# BFG GeForce 6200 OC 256mb pci Video Problem



## evangelistc01 (Apr 8, 2007)

I've read a few of these topics before on this website, but do to the clutter, nothing helped.

About:
I have a BFG GeForce 6200 OC 256mb pci Graphics Card.
5.44.A2.05.01 Video Bios
91.47 ForceWare Version
My comp is a Presario SR1103WM

Everything else works fine, but when it comes to playing videos in (i believe) any format, the computer will slow way down (the computer is so slow I can't really keep track of cpu usage - I'm guessing 90-100%), and when I press ctrl-alt-del, then hit cancel, the problem disappears . However, youtube videos work just fine (wtf?).

Okay, so before I'm told to uninstall, use drivercleaner.net, and reinstall, I'd like to try any other possible solutions. I'm uneasy to obtain drivercleaner.net's software because you have to pay for it. I have a pet peeve when it comes to providing personal (financial) information online, so right now, I'm not diggin' it. Is there another driver cleaner program I can use that I can download for free, and that works just as good? Is using that driver cleaner the best way to reinstall?

Lastly, should I downgrade to this ForceWare version? Or is there a better option?
http://www.nvidia.com/object/winxp_2k_84.21.html

Thanks


----------



## Sherry22160 (Jul 17, 2006)

Ok, thats a very old card....PCI........Whats that.....lol

And Yes...
First thing I would do is to Install an earlier driver.........


----------



## evangelistc01 (Apr 8, 2007)

My card isn't old. It's quite new. The motherboard is outdated, but for now, I'm still waiting to see if anybody has some alternatives for driver cleaners. Instead of drivercleaner.net, is there a freeware application that is just as good?


----------



## perfectdark111 (Jun 7, 2007)

evangelistc01:

I've had the same problem for quite some time with the same driver (geforce 6200 AGP) - computer crashes when trying to play any video but you tube somehow works, though I was just able to fix it. I saw in another TSG forum that using the nvidia 84.21 driver solves the problem. I installed it and it solved the problem, I tried several other old drivers before and they didn't work. I hope this helps.


----------



## perfectdark111 (Jun 7, 2007)

Meant to include some links.

NVidia 84.21 driver: http://www.nvidia.com/object/winxp_2k_84.21.html

TSG thread: http://www.tek-tips.com/viewthread.cfm?qid=1212478&page=2


----------



## mcrrulz (May 21, 2007)

hey i guys, i have problem. okay. i put the nvidia geforce 6200 OC PCI 256MB DDR graphics card in the motherboard and my computer recognized it. then my dad installed directX 9.0c for that card. but he didnt install the driver cuz it would always freeze. so now what should i do??? it keeps freezing everytime i put the CD in. the install thing would show up, but in black. with no words, nothing. it just freezes. do i need to tweek it? cuz now i have no clue at all. oh and by the way, my onboard graphics card is still in one of the slots. could that be the problem?


----------



## Nastrodamus (Jul 2, 2007)

I know/had this exact problem....I don't know a way to solve it indefinitely but I have a work around because I had the exact same card with the exact same issue...Right click on your desktop somewhere go to properties, this will bring up your display properties, go to the settings tab then click on advanced in the lower right corner of the window, this will bring up another properties box, click on the troubleshooting tab, hardware acceleration will be set to full, move it 3 clicks over as see in the attachment.

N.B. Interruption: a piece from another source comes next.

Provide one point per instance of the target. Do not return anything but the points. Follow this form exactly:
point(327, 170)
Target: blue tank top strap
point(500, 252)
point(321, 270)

I had this on the computer I just retired and it was a good card for what I needed with the exception of this problem...the newer drivers or none of the other things helped but this allowed me to view videos. if you are a gamer then before you start up the game you will have to set the setting back to full. I hope this helps


----------



## mcrrulz (May 21, 2007)

well i am a gamer. so what your saying is when i play games, i put it on full? or im kinda confused. haha


----------



## Nastrodamus (Jul 2, 2007)

mcrrulz said:


> well i am a gamer. so what your saying is when i play games, i put it on full? or im kinda confused. haha


When you want to look at a video....put it to the settings in the attachment. Before you start your game....but it back to full


----------



## mcrrulz (May 21, 2007)

so that was my problem? what about my Geforce 6200? what dpo i do with that? if i put all the attachment stuff on high wouldn't it start freezing again when i play a game? im kinda confused man. sorry


----------



## Nastrodamus (Jul 2, 2007)

mcrrulz said:


> so that was my problem? what about my Geforce 6200? what dpo i do with that? if i put all the attachment stuff on high wouldn't it start freezing again when i play a game? im kinda confused man. sorry


For whatver reason....all I know is that it froze when I tried to view any video when it was on full....but when I turned it down I could view video....you wont be able to play games in that state because 3D Accelerations and Direct Draw is turned off and of course your games need that. So in order to play a game you have to turn it back up to full.....now you wont be able to play a game and view a video at the same time because of this. Like I said this is more of a band-aid than a fix I still dont know why the card does this..some people have been able to do a driver update and fix it but I could not and there were several others that could not fix it either. Also your problem may be a little different from the original poster's issue.


----------



## Elf-stone (Jan 30, 2005)

mcrrulz, could you please clarify? You state "my onboard graphics card is still in one of the slots". Onboard graphics are built into the motherboard, not on a card that's in a slot. 
If you have onboard video you may have to disable it in BIOS. If you have another video card installed (besides the 6200), you must remove the drivers, shut down the computer and physically remove the card. Then you can install the new card, cancel when Windows tries to install drivers, and run the driver installation exe. Hopefully that should get you going.

P.S. In the future please start your own thread as it gets confusing when you add to somebody else's.


----------



## Chaz Zeromus (Jul 14, 2006)

Yeah, I got the same exact card and got the same problem. My computer locks up when playing games that have intense DirectX9 functionality. Playing videos is fine, it's just the format. WMV's always freeze on me. Well I went to best buy the other day and saw a newer version of the 6200 PCI(It's in a black box rather than the silver-green packaging) and try getting that one, I bet is has all the bugs worked out of the circuitry.


----------